Tuesday, May 19, 2009

Invasion, massacre, murder and just death in battle

This is the type of post that would normally go on New England's History. I am putting it here because I think that is an interesting example of the way in which a change in the use of words can lead to unexpected changes in thinking.

There are two presently recurrent themes in a lot of historical writing on the Australian Aborigines, invasion and massacre.

Invasion is the preferred Aboriginal usage for the arrival of the British. Increasingly, too, there is tendency to glory in those who fought back. Massacre as a term is applied to a very large degree to describe certain types of killing of Aborigines during the period of the moving frontier. This is well captured Bllod on the wattle in Bruce Elder's book Blood on the Wattle. I was browsing this at lunchtime in a book shop to see if I wanted to buy it. I think that I will.

Now to avoid getting caught in unnecessary traps here, I am not interested in the issue as to whether stories of Aboriginal deaths were or were not exaggerated. That is a debate in Australian historiography. I am only interested in what actually happened as best we can determine in a particular area.

The problem I face is simply this.

I was going to write about the moving frontier, then decided that I should use the word invasion because I was trying to write this part of the book from an Aboriginal perspective. That decision made, It meant that I was going to write from a perspective set to some degree within the concept of two opposing forces, invaders and resisters.

This is where my problems started to arise, because it meant that I had to apply the same language to both sides. I had to be consistent.

To illustrate my problem, take the word massacre. One definition says the intentional killing of a considerable number of human beings, under circumstances of atrocity or cruelty, or contrary to the usages of civilized people. A second definition states promiscuous slaughter of many who can not make resistance, or much resistance.

Now the murder of Aborigines at Myall Creek in 1838 was, I think, a massacre.
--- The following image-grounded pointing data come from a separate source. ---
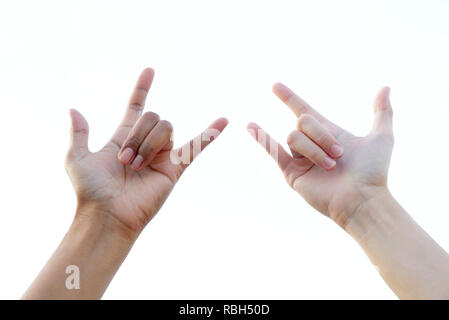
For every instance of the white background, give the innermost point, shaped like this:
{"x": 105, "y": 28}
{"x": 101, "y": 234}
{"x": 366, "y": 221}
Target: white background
{"x": 232, "y": 228}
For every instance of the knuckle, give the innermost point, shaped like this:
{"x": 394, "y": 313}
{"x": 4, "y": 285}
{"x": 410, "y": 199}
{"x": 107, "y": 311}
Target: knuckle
{"x": 292, "y": 137}
{"x": 304, "y": 120}
{"x": 324, "y": 140}
{"x": 316, "y": 155}
{"x": 132, "y": 142}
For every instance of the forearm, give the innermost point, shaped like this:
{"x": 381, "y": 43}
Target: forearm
{"x": 97, "y": 244}
{"x": 409, "y": 260}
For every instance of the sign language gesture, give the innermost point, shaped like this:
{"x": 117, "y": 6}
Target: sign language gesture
{"x": 132, "y": 175}
{"x": 335, "y": 171}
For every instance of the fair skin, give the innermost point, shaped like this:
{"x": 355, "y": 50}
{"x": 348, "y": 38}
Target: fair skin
{"x": 345, "y": 178}
{"x": 119, "y": 190}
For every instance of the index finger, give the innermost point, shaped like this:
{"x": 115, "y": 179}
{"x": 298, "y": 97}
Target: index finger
{"x": 138, "y": 97}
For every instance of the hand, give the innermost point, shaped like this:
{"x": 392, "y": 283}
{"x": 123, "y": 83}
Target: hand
{"x": 335, "y": 171}
{"x": 132, "y": 175}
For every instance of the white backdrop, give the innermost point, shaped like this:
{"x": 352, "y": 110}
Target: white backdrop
{"x": 232, "y": 228}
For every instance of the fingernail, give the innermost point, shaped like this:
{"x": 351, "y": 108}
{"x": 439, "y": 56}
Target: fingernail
{"x": 329, "y": 163}
{"x": 137, "y": 162}
{"x": 336, "y": 150}
{"x": 126, "y": 155}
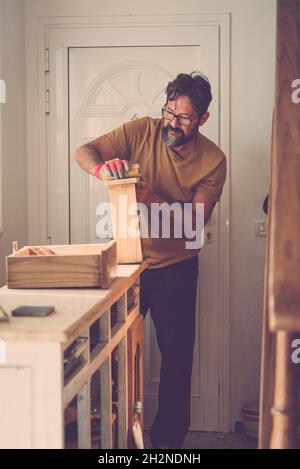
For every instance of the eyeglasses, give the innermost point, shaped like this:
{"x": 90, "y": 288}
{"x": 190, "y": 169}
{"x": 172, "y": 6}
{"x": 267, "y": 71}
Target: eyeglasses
{"x": 186, "y": 121}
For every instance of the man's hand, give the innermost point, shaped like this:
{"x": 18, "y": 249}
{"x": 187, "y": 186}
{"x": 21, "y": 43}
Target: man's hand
{"x": 114, "y": 168}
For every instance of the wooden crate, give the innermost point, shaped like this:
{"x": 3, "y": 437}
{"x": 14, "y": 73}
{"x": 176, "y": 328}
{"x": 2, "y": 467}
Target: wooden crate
{"x": 75, "y": 265}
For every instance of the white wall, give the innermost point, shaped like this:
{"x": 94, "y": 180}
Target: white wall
{"x": 252, "y": 54}
{"x": 13, "y": 139}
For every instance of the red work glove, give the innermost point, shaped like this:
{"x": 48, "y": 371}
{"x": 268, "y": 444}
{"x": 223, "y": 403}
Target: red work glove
{"x": 115, "y": 168}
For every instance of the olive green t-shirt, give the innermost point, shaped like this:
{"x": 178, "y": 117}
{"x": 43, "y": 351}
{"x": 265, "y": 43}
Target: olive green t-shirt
{"x": 172, "y": 177}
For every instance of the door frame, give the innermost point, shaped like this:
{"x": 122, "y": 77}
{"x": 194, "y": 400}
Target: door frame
{"x": 38, "y": 29}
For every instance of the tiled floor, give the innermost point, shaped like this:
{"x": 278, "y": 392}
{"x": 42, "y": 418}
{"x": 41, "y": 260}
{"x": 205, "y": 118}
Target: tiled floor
{"x": 214, "y": 440}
Twenty eight people were killed in what could be fairly described as promiscuous slaughter. But what about the murder of Mrs Mason, her baby, two young daughters and the shepherd who tried to help them at Bald Hills. Massacre or simply brutal murder?

Certainly the local Europeans came to call it a massacre. But the numbers involved are smaller, so it is probably best described as a brutal murder. Or is a better not to use certain words at all, instead relying on factual description?
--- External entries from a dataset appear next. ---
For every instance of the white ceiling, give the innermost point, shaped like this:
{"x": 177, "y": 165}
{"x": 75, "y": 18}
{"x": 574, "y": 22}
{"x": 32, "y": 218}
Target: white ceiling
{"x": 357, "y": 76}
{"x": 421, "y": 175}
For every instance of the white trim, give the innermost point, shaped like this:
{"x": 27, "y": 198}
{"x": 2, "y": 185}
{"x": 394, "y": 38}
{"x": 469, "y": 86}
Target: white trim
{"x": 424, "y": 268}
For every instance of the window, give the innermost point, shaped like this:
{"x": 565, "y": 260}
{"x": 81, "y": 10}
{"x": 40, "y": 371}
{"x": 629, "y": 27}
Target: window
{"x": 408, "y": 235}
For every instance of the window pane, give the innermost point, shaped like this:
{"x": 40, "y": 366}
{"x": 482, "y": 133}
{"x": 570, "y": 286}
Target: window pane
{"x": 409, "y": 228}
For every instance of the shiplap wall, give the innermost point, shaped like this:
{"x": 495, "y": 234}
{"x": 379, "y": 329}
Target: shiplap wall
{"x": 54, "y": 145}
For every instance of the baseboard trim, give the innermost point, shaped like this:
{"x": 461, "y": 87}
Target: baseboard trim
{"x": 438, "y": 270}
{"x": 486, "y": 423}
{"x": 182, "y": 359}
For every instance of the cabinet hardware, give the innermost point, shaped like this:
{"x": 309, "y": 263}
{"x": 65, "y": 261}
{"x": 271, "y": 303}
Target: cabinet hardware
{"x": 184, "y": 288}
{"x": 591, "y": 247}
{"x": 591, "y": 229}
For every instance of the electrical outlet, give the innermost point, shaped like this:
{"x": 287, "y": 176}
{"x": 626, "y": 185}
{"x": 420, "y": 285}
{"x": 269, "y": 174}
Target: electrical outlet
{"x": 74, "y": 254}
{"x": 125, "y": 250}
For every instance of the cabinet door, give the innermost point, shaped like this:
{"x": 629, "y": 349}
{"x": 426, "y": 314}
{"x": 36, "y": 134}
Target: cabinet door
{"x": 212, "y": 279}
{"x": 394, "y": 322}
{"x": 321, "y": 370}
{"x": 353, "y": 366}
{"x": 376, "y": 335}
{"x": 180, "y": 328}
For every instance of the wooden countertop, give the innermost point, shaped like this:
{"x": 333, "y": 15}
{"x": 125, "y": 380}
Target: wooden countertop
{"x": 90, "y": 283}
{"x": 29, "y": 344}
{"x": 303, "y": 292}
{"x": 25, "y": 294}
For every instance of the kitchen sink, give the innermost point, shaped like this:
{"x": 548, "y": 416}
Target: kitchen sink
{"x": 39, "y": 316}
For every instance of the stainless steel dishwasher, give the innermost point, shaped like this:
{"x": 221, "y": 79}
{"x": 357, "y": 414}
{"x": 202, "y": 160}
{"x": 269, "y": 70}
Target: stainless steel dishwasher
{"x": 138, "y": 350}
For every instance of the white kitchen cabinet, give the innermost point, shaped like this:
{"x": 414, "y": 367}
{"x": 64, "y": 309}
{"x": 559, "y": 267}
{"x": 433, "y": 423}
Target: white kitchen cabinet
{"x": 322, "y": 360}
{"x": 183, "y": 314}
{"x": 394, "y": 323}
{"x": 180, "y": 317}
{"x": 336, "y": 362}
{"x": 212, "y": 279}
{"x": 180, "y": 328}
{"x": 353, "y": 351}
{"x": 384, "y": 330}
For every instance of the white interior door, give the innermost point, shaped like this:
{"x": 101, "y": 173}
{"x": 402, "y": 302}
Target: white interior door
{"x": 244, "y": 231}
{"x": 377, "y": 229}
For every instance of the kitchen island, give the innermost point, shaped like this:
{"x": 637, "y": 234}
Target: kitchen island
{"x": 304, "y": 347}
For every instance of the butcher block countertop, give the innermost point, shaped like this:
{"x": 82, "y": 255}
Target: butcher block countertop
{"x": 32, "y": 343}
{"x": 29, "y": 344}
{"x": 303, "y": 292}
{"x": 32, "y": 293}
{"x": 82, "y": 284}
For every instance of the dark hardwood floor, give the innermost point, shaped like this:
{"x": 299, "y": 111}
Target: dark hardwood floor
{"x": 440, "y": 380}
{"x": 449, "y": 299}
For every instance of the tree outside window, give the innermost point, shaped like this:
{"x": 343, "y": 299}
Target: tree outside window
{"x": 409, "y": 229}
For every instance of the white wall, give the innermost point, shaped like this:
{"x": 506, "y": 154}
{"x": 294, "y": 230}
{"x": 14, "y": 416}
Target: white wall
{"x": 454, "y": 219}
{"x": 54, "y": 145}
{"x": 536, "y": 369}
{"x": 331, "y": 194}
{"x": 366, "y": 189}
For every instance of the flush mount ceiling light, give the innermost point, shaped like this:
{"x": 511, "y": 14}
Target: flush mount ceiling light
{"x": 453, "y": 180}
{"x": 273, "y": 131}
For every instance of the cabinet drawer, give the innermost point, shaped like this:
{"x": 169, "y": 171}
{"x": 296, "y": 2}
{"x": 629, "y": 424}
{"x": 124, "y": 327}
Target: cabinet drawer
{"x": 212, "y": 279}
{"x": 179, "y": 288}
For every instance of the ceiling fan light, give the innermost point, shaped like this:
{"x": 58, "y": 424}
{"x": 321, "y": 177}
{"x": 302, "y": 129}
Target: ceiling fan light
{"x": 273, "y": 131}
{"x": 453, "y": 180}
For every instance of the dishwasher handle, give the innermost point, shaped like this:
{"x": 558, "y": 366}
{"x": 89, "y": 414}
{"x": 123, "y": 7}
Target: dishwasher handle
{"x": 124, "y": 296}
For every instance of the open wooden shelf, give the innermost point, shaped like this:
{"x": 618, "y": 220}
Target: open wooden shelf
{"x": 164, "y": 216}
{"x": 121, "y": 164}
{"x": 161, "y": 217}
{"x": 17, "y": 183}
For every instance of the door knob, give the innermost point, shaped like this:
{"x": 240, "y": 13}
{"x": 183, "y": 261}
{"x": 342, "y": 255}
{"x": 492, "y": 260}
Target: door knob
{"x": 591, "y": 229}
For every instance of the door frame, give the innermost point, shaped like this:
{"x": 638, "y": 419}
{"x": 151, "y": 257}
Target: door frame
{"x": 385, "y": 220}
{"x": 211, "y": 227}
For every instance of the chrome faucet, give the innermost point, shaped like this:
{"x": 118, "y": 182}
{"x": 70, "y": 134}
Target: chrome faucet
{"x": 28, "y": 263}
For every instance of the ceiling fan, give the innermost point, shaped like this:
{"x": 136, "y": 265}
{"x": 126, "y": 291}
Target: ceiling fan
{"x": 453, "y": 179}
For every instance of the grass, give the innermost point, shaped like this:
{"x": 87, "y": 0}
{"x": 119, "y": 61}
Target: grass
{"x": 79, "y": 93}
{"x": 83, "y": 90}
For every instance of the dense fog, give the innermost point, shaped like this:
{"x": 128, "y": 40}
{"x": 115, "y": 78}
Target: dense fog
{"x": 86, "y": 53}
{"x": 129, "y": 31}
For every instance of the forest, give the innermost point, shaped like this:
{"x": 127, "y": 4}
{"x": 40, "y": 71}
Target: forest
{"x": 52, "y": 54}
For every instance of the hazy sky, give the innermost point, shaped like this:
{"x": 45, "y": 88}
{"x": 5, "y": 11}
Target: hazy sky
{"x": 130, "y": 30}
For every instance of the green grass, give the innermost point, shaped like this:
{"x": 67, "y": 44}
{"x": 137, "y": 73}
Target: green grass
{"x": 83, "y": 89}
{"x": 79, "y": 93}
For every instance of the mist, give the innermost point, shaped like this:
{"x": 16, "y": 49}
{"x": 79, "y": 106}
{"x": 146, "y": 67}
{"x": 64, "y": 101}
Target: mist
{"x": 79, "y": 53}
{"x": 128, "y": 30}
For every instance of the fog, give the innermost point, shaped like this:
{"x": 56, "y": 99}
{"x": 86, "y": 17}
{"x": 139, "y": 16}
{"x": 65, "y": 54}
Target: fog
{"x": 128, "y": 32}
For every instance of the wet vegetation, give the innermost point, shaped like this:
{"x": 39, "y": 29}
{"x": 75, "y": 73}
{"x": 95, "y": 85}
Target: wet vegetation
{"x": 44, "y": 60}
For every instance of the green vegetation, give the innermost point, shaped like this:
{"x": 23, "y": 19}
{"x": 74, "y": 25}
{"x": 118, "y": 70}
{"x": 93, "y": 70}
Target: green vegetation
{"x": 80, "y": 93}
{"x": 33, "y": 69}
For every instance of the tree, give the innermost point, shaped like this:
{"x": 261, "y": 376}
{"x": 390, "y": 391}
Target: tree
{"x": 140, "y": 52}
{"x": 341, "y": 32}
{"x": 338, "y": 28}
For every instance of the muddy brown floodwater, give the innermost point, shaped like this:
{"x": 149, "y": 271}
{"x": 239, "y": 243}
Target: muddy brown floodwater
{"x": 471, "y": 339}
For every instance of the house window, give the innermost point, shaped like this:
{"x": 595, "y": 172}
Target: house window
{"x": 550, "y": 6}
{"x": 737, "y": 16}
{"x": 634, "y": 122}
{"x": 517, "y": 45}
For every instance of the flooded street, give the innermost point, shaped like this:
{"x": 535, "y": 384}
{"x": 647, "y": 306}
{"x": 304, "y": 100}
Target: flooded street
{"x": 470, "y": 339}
You see my problem? The fatal spearing of a single shepherd may or may not be a murder. I guess it depends on motive and circumstance. However, even the very word murder carries connotations today that were in some ways quite alien to Aboriginal society.

I am not quite sure where I go with all this. However, it does show the need to be very careful in the use of words.

Postscript

As so often happens when I get involved with an idea, I have spent the last hour or so simply digging into what has been written before. Google books is really very useful when it comes to a quick review. As part of this, I did a very quick review of material on the small pox epidemics that affected Aboriginal populations.
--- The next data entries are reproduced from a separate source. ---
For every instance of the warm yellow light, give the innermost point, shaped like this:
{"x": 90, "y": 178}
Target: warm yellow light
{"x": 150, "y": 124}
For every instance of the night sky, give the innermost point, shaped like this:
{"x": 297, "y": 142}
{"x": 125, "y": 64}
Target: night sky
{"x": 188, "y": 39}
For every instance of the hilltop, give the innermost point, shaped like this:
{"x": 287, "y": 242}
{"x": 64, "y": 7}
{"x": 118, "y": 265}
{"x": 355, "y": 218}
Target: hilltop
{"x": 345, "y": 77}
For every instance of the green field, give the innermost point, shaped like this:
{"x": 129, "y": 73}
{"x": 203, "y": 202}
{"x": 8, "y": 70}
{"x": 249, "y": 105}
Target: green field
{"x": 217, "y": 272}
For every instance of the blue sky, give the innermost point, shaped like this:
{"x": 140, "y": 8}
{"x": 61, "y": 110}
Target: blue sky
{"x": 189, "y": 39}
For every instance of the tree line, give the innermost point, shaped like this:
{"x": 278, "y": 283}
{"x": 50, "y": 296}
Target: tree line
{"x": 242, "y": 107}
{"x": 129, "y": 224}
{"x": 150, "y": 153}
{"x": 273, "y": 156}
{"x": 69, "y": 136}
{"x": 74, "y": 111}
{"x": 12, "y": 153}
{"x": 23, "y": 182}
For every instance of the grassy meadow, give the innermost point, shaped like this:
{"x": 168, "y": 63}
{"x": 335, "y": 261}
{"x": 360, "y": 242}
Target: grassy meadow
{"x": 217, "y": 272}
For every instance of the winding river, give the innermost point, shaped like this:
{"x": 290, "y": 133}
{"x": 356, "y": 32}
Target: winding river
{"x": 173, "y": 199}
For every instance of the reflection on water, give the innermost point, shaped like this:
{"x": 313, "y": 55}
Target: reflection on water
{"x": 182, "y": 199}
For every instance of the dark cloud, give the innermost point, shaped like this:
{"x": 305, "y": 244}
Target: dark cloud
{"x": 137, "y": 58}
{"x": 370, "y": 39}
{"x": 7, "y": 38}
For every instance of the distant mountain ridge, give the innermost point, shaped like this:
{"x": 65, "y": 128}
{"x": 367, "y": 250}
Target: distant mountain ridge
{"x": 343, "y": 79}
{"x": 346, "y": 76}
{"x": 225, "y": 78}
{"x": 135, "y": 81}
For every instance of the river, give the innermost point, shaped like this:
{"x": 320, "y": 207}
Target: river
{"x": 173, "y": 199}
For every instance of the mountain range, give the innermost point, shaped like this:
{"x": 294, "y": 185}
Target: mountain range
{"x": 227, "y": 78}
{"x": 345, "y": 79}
Because I am trying to write at a regional level, broader stuff is only relevant to the degree that it has local implications. I say this because I am actually not sure that the impact of small pox was quite as great outside Sydney as sometimes suggested.

5 comments:

Neil said...

Interesting post. I have read Blood on the Wattle, but some time ago. It is interesting.

...glory in those who fought back. Given how little we heard of such before recent times, I think "acknowledge" would be the word I would choose rather than "glory in". After all, the "myth" until quite recently was that the native population kind of melted away passively, unlike real warriors like the Maori in NZ. Some degree of overstatement is understandable in correcting the older myth.

Hard not to use the word "invasion"; were such events ever to overtake us I am sure we would see it as invasion. However, I do rather like David Day's terminology because it cuts through some of the baggage "invasion" brings and acknowledges too that "supplanting societies" are not unique to this country or our history. See his Conquest, Harper Collins 2005. I also find he is a good read.

Legal Eagle said...

Heard about an interesting article in the latest Griffith Review about local histories - the author is a Russian woman named Maria Tumarkin. It made me think of you, anyway, and your New England History.

Jim Belshaw said...

Thanks, Neil. I had a browse of your original post - I had forgotten it - and of the book itself via Google books. I will have to read it.

Bruce Elder bases part of his work on Geoff Blomfield's Baal Belbora. I knew Geoff, he was good friends with Dad, and actually went to the launch of the book. I have a copy the original edition somewhere in storage, but I see that there was an updated corrected edition.

Hi LE, will check that review.

Neil said...

I've also read Baal Belbora. Good book.

Jim Belshaw said...

Neil, I think that you would have got on like a house on fire with Geof. He was one of nature's gentlemen!